- League: IBL
- Founded: 1999
- Folded: 2000
- History: Baltimore Bayrunners (1999–2000)
- Arena: Baltimore Arena
- Capacity: 11,614
- Location: Baltimore, Maryland
- Team colors: blue, navy, dark green, grey
- Website: www.iblhoops.com/teams/bayrunners (archived on March 11, 2000)

= Baltimore Bayrunners =

The Baltimore Bayrunners were a professional basketball team in the International Basketball League (IBL) from 1999 to 2000. The Bayrunners were the first professional basketball team in Baltimore, Maryland since the Bullets re-located to Washington, D.C. in 1973. The Memphis franchise of the former American Basketball Association had intended to move to Baltimore for what turned out to be that league's final season, 1975–76, but then folded without playing a game in Baltimore. The Bayrunners were owned in-part by Baltimore Orioles third baseman Cal Ripken.
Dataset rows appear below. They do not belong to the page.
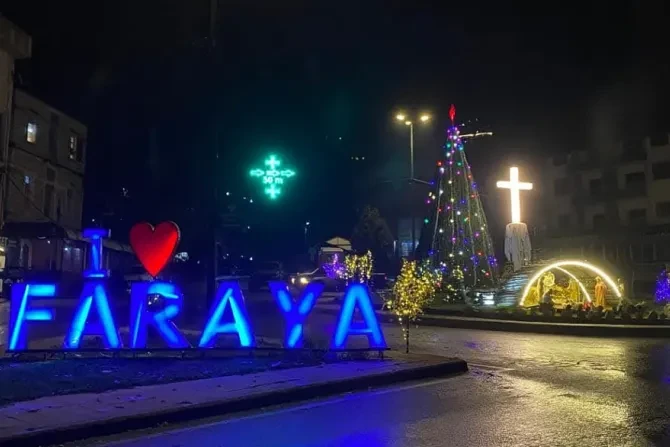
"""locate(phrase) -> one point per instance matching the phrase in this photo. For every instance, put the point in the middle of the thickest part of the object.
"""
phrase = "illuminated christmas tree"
(460, 243)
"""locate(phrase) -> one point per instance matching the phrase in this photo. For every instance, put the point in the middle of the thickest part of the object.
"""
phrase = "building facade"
(48, 159)
(611, 207)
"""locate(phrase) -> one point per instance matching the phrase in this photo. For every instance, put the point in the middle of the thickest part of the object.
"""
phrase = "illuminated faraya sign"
(93, 315)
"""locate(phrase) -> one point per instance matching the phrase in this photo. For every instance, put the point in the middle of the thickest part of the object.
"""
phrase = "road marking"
(491, 367)
(260, 413)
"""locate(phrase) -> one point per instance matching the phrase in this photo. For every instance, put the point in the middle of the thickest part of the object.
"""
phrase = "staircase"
(510, 292)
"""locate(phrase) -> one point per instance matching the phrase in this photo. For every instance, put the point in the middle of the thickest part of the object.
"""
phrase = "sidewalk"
(539, 327)
(60, 419)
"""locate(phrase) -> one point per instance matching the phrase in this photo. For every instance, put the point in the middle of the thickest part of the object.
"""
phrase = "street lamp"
(424, 118)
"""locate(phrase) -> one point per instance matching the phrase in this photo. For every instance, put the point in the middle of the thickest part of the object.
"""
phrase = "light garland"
(413, 290)
(663, 287)
(358, 267)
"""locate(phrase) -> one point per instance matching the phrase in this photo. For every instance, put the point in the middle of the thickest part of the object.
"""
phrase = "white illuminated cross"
(514, 185)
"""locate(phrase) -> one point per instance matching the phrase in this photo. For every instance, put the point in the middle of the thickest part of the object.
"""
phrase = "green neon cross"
(273, 191)
(271, 176)
(272, 162)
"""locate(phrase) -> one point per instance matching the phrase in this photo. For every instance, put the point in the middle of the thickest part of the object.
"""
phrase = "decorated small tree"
(414, 289)
(358, 268)
(663, 287)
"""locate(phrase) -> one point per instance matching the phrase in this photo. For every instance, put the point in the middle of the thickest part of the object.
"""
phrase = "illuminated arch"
(581, 285)
(556, 265)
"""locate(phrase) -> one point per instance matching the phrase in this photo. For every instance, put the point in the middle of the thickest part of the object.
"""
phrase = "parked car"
(264, 272)
(300, 280)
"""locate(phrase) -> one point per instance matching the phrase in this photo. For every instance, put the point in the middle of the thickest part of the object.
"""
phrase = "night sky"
(319, 82)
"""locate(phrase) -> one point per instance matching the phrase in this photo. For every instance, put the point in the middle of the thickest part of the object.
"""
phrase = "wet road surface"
(522, 390)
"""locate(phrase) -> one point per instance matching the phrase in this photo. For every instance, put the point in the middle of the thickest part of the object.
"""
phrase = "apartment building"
(611, 207)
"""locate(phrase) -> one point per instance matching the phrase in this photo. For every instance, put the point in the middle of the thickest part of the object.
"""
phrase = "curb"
(537, 327)
(108, 427)
(589, 330)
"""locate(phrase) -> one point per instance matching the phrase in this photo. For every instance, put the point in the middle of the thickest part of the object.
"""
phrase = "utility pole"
(213, 156)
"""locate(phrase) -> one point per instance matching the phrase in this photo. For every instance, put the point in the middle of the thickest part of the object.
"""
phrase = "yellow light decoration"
(573, 263)
(413, 290)
(358, 267)
(514, 185)
(581, 286)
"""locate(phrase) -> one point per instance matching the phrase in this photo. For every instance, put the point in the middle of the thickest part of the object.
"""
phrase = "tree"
(372, 233)
(414, 289)
(457, 227)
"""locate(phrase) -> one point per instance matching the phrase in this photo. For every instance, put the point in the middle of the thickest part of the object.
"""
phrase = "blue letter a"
(93, 293)
(141, 316)
(227, 295)
(21, 311)
(295, 314)
(357, 295)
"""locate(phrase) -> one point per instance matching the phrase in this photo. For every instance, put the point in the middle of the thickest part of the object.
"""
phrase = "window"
(31, 133)
(637, 216)
(659, 139)
(635, 183)
(561, 186)
(27, 188)
(560, 159)
(596, 186)
(81, 142)
(72, 147)
(633, 178)
(663, 250)
(647, 252)
(48, 197)
(599, 221)
(68, 202)
(663, 209)
(633, 150)
(661, 171)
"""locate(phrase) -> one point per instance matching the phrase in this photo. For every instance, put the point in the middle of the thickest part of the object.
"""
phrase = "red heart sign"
(154, 247)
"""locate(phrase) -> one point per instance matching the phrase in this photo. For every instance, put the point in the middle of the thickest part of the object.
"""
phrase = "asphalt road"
(522, 390)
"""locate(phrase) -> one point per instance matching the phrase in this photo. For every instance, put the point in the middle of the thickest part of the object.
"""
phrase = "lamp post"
(424, 118)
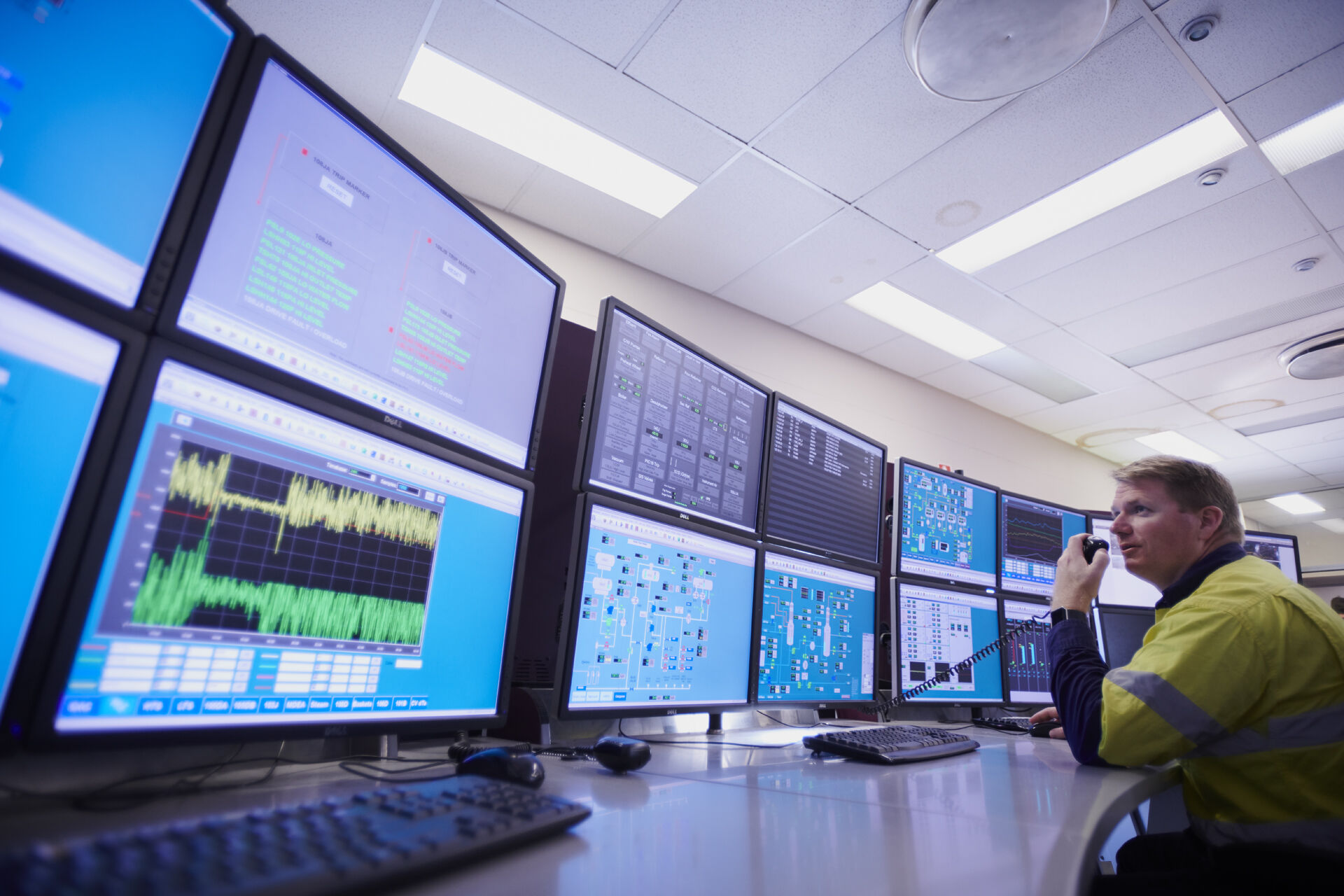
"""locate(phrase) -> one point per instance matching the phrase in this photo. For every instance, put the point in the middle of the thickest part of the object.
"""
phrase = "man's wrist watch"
(1065, 613)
The Bayrunners played in the 1st Mariner Arena (formerly the Baltimore Arena). The Bayrunners were a charter member of the IBL but lasted only one of the league's two seasons and were not in existence when the surviving IBL teams merged with teams that had moved over to it from the defunct Continental Basketball Association to form a revitalized CBA.